C’était difficile, dormir dans l’espace. Il n’y a pas de repères visuels pour savoir si on est le jour ou la nuit, donc ça affecte le rythme circadien.

Mark Pathy

L’homme dormait à la verticale dans un sac de couchage accroché au plafond. « Je me suis habitué après quelques jours, mais au début ce n’était pas évident », dit l’astronaute, qui dormait environ cinq heures par nuit. « Je prenais presque chaque nuit des pilules pour dormir », dit-il.
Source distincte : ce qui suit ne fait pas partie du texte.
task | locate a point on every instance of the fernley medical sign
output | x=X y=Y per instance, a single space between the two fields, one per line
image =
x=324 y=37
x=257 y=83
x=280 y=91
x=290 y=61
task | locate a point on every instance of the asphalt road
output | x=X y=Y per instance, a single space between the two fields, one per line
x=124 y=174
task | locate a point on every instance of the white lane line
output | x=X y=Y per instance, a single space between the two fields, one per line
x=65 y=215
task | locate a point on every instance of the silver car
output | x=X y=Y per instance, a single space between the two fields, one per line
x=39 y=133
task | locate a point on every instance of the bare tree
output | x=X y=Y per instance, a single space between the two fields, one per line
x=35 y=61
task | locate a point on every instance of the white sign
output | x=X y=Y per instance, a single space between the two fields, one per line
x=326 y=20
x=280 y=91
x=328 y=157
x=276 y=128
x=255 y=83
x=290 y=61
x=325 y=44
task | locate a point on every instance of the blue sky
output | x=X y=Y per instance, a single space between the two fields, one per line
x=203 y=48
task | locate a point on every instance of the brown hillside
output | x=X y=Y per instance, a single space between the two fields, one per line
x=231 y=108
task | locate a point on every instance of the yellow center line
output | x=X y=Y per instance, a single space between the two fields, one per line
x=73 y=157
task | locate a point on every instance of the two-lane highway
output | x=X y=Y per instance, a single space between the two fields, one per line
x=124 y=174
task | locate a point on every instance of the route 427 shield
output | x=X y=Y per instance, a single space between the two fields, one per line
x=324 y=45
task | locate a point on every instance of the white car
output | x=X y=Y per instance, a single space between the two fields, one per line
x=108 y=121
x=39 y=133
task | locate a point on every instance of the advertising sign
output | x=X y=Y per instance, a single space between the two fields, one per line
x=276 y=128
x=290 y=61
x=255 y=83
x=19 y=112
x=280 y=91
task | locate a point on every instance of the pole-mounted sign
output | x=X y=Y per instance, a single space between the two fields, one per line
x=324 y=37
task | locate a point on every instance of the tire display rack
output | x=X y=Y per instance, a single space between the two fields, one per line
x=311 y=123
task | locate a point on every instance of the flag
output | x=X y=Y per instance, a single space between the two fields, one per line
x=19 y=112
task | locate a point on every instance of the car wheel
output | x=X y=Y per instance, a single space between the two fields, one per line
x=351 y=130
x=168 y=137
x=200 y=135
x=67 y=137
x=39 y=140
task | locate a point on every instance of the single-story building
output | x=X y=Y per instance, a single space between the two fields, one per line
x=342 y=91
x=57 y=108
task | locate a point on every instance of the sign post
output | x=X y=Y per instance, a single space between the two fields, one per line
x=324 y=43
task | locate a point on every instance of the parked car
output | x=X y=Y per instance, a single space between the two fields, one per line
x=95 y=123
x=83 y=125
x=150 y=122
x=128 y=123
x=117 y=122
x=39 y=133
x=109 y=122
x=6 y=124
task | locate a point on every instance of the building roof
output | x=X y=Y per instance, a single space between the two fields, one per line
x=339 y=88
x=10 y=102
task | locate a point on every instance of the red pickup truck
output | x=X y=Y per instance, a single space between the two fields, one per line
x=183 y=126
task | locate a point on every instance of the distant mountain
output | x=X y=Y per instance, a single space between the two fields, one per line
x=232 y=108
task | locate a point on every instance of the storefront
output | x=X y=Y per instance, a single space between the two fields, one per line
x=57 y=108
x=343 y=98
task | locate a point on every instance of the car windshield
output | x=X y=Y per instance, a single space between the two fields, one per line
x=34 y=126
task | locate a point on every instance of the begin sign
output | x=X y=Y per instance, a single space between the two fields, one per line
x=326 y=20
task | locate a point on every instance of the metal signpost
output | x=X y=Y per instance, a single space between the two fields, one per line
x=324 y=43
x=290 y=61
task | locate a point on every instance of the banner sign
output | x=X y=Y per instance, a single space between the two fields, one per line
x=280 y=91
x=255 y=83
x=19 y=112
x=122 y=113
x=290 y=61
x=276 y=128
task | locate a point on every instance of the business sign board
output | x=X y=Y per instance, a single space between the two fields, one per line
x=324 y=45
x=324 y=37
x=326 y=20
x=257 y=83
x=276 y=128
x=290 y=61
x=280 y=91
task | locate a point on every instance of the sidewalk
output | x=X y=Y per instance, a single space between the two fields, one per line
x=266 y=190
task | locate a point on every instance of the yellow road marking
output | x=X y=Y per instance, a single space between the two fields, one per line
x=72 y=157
La Dre Constantin a également étudié l’impact du voyage spatial sur le microbiome, soit l’ensemble des microbes, tels que les bactéries, les champignons, les virus, qui vivent naturellement sur et dans notre corps. « Le sommeil et le microbiome sont des choses qui étaient peu étudiées jusqu’à présent lors de courtes missions spatiales. C’était une expérience unique », dit-elle.

Le retour

Lorsqu’il n’était pas en train de participer aux expériences scientifiques, M. Pathy se gardait occupé : conférences avec les écoles, entrevues, observation de la Terre, photographie.

Au total, il est resté 17 jours en orbite, soit une semaine de plus que prévu. « La météo n’était pas suffisamment bonne pour revenir, c’était trop venteux en Floride », explique-t-il.

Son équipe a finalement amerri au large de la Floride le 25 avril. Un navire de SpaceX est venu la récupérer dans l’océan Atlantique, au large de Jacksonville.

Deux mois après son retour, M. Pathy est toujours aussi émerveillé par son expérience. « C’était magnifique. Ça a changé ma vie », conclut-il.